Students, teachers react to historic Speaker of the House election

For some students at Omaha Central High School, the political season may seem never ending but is the most exciting to others. The most present election was the congressional election and the election of a new Speaker of the House. This election was one that will go down in history, because the Speaker of the House election had not gone into over 15 rounds of voting since 1859, before the Civil War.  

“It really shows what America is like right now, very divided, kind of funny how the last time this happened was in the Civil War, which was obviously a very divided time, so I think that can also show that political stuff in American right now,” said freshman Grace Sunseri. 

More recently, the longest election was nine rounds in 1923, taking three days to elect Fredrick Huntington Gillet of Massachusetts.

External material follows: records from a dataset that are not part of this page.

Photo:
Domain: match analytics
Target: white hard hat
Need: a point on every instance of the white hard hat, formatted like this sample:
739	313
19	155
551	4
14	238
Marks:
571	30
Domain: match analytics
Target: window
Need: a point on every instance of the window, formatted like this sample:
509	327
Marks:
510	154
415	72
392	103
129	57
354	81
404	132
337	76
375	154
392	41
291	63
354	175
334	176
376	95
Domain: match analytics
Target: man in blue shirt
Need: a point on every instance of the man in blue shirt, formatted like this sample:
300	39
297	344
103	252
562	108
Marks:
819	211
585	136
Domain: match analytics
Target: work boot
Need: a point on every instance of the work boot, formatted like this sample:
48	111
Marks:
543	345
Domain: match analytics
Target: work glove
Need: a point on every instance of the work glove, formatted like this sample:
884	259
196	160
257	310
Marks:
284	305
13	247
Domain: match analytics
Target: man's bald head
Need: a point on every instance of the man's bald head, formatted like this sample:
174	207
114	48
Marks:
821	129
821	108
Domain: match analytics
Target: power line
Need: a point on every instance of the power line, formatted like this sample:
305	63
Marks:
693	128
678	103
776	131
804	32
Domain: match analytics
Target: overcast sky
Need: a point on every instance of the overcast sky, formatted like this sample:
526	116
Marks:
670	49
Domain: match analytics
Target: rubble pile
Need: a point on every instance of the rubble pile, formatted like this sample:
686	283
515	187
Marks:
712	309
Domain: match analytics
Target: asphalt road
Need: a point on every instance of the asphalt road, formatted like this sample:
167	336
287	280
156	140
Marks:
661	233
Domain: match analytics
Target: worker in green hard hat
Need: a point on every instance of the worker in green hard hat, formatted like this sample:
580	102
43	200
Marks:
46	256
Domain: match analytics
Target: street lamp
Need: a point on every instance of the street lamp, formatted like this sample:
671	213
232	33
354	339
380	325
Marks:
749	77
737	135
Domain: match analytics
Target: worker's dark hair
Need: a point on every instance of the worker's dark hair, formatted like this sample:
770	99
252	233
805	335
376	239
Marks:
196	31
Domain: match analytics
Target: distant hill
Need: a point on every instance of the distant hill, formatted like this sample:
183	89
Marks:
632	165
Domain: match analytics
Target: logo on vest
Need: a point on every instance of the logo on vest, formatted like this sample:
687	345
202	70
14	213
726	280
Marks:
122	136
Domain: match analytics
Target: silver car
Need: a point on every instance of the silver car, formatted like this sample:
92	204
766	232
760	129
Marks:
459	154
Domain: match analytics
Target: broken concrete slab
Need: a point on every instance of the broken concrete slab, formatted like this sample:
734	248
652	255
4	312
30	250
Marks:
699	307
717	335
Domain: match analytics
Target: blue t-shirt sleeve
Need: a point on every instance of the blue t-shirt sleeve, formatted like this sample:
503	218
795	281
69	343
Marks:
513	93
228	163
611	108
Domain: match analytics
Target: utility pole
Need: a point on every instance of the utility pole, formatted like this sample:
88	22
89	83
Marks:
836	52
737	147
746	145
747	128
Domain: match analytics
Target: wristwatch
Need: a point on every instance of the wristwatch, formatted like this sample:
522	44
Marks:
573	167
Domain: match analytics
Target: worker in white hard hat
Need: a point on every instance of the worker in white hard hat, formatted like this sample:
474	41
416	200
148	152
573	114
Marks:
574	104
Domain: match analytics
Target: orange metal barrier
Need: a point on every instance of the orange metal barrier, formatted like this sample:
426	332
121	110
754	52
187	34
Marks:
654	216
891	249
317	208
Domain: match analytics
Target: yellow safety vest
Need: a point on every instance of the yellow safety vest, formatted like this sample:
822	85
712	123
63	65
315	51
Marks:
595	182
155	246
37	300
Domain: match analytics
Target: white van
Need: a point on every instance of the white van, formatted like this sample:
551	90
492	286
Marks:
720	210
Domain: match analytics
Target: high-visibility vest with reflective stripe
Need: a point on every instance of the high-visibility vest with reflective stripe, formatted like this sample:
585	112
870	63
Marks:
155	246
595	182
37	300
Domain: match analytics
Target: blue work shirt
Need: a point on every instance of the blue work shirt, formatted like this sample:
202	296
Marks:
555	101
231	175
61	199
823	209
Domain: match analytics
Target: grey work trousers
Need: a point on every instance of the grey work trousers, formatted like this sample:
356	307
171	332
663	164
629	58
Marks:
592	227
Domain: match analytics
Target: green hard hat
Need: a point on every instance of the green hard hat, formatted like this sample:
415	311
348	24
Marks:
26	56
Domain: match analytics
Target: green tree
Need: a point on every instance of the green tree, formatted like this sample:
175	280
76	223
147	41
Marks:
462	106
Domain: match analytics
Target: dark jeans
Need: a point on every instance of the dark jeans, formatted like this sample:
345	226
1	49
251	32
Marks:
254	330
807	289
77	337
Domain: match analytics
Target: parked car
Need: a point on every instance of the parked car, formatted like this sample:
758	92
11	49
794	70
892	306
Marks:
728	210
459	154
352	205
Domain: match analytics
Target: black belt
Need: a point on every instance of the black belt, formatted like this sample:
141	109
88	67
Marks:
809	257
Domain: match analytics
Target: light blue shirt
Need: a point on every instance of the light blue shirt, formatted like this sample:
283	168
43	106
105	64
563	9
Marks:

He later went on to serve three terms as speaker of the House.  

Talking about current events within the past couple of weeks has been crucial, especially when in a government class.  

“The number of votes that it took was a surprise. We did talk about the difference between ‘power’ and ‘authority’ as it pertains to what Kevin McCarthy had to give up in order to attain the number of votes he needed from the small number of far-right conservative members in the Republican party,” Jordan Boyer, a government teacher, said in an email.  

While this was an election that will go down in history, where will this take the US in further years, “This vote was historic as the Republican party came together to work on changes sought by our members and elected a speaker who can work across the aisle and make tangible changes for the American people,” United States Representative Don Bacon said in a statement. 

In total, there have been 127 Speaker of the House elections, 14 going beyond one round, 13 of which occurred before the Civil War.  

Although it may feel as if voting is not making an impact, “The biggest thing is to vote in every election. Primaries, midterms, general – they are all important and it starts a good habit!” Boyer said.  

Adults today are not the only ones being affected by the decisions occurring in the United States Government. “Democracy dies in darkness and talking and educating about politics benefits students immensely, after all we are the next generation of leaders, if we don’t learn about it, we risk repeating it. Politics can get messy, but everyone deserves a say, especially youth,” said freshman Steven Dickerson.